Take Heart, Mr. Greenspan

From Reuters:

Greenspan, a proponent of self-regulation, said he was "deeply dismayed" when in August 2007 the premise that firms had the enlightened self interest to monitor their own risk exposure "failed."

"I see no alternative to a set of heightened federal regulatory rules for banks and other financial institutions," he said.

"Even with the breakdown of self regulation, the financial system would have held together had the second bulwark against crisis, our existing regulatory system functioned effectively. But under crisis pressure it, too, failed," Greenspan said.

I can almost see the wind coming out of his sails. He probably went straight from this gala event to go soak in his tub.

Take heart, good sir, not all is lost. While your (and your colleagues') fixation on the mathematical trees may have obscured the psychological forest, some of us have been thinking about forestry instead of botany. The current crisis has torched many of your favorite old-growth trees and people like me are going to take a chainsaw to a good deal of undergrowth before we're finished. But a few old chestnuts are going to survive and form the core of a restored - and hopefully better managed - forest.

The credit bubble of the last half-decade was the result of a philosophy strikingly similar to the forest management philosophy of the past half-century. In an effort to keep national forests "pristine" and "preserved," we've prevented logging and put out every fire we've known about. Back before Smokey the Bear was a national icon, frequent fires would burn forest floors to a crisp long before the tops of the undergrowth could reach the bottom branches of the old-growth trees.

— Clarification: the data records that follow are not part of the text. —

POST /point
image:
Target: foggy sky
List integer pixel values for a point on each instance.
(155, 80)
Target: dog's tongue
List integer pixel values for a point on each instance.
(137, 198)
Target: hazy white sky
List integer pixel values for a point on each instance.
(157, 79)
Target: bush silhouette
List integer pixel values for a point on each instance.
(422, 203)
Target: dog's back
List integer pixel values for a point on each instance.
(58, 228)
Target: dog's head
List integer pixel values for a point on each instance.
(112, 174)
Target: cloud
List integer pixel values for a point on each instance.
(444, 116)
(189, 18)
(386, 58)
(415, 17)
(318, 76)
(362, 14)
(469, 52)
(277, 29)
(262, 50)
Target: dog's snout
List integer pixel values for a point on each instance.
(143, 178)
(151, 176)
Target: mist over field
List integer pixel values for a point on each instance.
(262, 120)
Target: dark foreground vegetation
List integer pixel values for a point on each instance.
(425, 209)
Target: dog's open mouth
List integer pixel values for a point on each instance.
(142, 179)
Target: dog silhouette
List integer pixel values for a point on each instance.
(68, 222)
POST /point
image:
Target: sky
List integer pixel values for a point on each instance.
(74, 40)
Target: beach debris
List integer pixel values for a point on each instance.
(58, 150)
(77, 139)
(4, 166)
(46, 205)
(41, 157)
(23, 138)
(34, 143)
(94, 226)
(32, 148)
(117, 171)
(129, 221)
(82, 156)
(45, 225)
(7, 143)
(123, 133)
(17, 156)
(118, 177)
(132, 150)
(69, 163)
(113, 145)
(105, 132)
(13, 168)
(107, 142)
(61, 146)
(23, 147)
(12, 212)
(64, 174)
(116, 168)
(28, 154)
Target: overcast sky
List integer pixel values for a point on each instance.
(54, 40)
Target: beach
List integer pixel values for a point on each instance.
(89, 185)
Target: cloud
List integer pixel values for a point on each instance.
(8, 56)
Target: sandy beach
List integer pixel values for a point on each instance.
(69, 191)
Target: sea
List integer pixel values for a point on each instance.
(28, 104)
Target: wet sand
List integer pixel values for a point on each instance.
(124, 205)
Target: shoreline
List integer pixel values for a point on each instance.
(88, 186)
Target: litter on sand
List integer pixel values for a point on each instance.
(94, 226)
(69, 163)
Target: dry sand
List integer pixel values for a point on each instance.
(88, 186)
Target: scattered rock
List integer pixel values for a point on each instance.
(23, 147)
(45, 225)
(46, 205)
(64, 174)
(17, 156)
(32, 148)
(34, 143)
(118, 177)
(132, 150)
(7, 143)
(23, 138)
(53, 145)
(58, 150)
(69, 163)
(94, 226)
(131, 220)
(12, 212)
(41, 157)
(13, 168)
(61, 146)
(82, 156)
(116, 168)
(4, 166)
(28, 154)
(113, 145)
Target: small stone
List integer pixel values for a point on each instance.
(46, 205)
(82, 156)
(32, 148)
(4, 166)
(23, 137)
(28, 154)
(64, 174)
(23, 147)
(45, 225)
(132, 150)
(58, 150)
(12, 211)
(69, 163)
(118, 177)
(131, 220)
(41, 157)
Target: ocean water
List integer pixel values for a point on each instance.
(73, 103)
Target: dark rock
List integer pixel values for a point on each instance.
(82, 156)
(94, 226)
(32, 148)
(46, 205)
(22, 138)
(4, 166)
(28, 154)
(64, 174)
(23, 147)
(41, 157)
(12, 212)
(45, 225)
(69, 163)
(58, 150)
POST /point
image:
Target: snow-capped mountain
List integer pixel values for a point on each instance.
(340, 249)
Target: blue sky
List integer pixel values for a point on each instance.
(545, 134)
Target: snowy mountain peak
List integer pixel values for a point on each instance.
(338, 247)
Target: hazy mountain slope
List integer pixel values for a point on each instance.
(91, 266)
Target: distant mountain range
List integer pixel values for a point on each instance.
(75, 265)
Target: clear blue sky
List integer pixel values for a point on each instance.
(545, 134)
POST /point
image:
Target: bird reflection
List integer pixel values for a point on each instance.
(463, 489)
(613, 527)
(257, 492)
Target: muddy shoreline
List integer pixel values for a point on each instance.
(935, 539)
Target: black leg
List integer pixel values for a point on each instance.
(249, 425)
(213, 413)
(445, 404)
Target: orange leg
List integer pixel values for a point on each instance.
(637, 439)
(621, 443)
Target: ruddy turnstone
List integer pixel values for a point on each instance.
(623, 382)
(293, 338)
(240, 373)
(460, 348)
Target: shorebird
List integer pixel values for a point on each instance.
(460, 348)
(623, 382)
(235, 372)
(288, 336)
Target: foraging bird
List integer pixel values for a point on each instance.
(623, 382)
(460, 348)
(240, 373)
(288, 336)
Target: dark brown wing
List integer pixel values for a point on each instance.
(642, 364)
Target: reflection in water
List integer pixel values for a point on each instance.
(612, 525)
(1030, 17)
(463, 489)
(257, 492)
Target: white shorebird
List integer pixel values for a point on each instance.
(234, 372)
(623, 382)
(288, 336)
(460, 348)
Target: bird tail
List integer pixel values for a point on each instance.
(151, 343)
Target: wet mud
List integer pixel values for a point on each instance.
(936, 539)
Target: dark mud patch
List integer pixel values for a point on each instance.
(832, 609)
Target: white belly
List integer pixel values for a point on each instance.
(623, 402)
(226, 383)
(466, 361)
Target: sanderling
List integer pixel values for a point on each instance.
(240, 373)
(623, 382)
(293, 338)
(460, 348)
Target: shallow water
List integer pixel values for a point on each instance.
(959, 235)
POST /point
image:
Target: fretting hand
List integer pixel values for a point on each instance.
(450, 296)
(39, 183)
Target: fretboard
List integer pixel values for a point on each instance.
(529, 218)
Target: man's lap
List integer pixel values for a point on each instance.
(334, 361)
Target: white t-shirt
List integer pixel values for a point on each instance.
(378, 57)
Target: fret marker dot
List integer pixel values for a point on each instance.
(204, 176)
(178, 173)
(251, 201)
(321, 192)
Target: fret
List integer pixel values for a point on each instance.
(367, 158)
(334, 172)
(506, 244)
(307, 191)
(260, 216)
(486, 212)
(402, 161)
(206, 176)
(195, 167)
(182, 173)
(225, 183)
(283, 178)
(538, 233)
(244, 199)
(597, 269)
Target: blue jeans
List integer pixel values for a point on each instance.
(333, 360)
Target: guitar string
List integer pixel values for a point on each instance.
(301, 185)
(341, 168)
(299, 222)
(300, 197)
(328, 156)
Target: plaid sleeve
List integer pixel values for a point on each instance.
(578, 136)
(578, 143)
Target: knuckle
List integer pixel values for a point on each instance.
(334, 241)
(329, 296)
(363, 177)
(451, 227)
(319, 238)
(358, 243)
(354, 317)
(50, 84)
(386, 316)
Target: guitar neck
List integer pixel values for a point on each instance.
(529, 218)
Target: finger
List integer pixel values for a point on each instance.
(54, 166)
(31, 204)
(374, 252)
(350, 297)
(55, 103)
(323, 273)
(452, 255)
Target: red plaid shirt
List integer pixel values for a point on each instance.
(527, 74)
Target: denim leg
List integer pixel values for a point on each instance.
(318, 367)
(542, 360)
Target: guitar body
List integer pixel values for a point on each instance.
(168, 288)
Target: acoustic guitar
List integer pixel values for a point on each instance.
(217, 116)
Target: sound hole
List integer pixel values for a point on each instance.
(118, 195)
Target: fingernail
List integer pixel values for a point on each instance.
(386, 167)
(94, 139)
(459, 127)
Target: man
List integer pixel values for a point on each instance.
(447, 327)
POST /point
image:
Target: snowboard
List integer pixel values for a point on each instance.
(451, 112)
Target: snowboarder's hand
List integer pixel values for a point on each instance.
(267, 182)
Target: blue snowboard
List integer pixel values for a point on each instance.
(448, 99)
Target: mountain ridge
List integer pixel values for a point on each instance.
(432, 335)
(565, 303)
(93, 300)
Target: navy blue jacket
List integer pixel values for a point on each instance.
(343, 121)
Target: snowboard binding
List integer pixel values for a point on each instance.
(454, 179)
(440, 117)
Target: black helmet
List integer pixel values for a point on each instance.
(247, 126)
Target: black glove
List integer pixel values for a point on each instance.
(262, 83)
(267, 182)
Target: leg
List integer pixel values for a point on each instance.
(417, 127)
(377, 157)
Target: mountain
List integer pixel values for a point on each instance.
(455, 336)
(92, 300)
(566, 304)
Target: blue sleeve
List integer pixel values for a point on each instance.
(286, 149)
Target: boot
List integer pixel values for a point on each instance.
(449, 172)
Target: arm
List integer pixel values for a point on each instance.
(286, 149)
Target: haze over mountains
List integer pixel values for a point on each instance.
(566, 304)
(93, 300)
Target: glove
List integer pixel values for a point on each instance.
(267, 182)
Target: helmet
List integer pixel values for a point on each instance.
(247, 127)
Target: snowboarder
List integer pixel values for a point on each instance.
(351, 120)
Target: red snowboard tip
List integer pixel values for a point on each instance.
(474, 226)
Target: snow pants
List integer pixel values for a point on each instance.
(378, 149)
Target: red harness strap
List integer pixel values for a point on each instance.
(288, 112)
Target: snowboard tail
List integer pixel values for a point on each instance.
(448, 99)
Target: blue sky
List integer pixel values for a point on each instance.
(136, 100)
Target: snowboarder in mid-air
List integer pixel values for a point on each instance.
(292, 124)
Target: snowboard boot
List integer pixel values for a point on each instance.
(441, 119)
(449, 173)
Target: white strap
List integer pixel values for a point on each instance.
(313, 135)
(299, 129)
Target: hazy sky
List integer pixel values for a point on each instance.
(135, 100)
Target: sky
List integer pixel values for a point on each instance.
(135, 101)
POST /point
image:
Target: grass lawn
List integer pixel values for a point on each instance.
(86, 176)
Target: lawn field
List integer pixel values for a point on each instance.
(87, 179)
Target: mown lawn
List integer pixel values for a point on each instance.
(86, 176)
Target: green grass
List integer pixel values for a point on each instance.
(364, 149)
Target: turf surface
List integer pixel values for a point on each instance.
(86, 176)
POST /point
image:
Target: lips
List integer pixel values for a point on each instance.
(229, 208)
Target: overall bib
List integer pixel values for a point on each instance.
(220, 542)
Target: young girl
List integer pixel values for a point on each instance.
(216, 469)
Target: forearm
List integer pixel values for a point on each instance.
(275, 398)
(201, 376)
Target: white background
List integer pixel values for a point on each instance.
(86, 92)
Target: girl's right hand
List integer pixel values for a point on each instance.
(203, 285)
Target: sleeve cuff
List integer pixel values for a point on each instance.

After years of unchecked undergrowth, wildfires now leap straight from the forest floor to the tops of trees. From there, they can catch unobstructed winds and blaze across hundreds of acres before the first responders can arrive.

My point: Like forests, you have to choose between "pristine" and "preserved" markets. If you want them neat and tidy and predictable - you're gonna have to go in there every so often and cull the underbrush. If you want them just as nature intended, then sometimes they have to burn.

There are those of us out here who still believe in the promise of free markets, but are fully aware of their limitations. One of those limitations is that they cannot be managed for all ends. We are going to have to choose which markets must be pristine, and which we would like to preserve.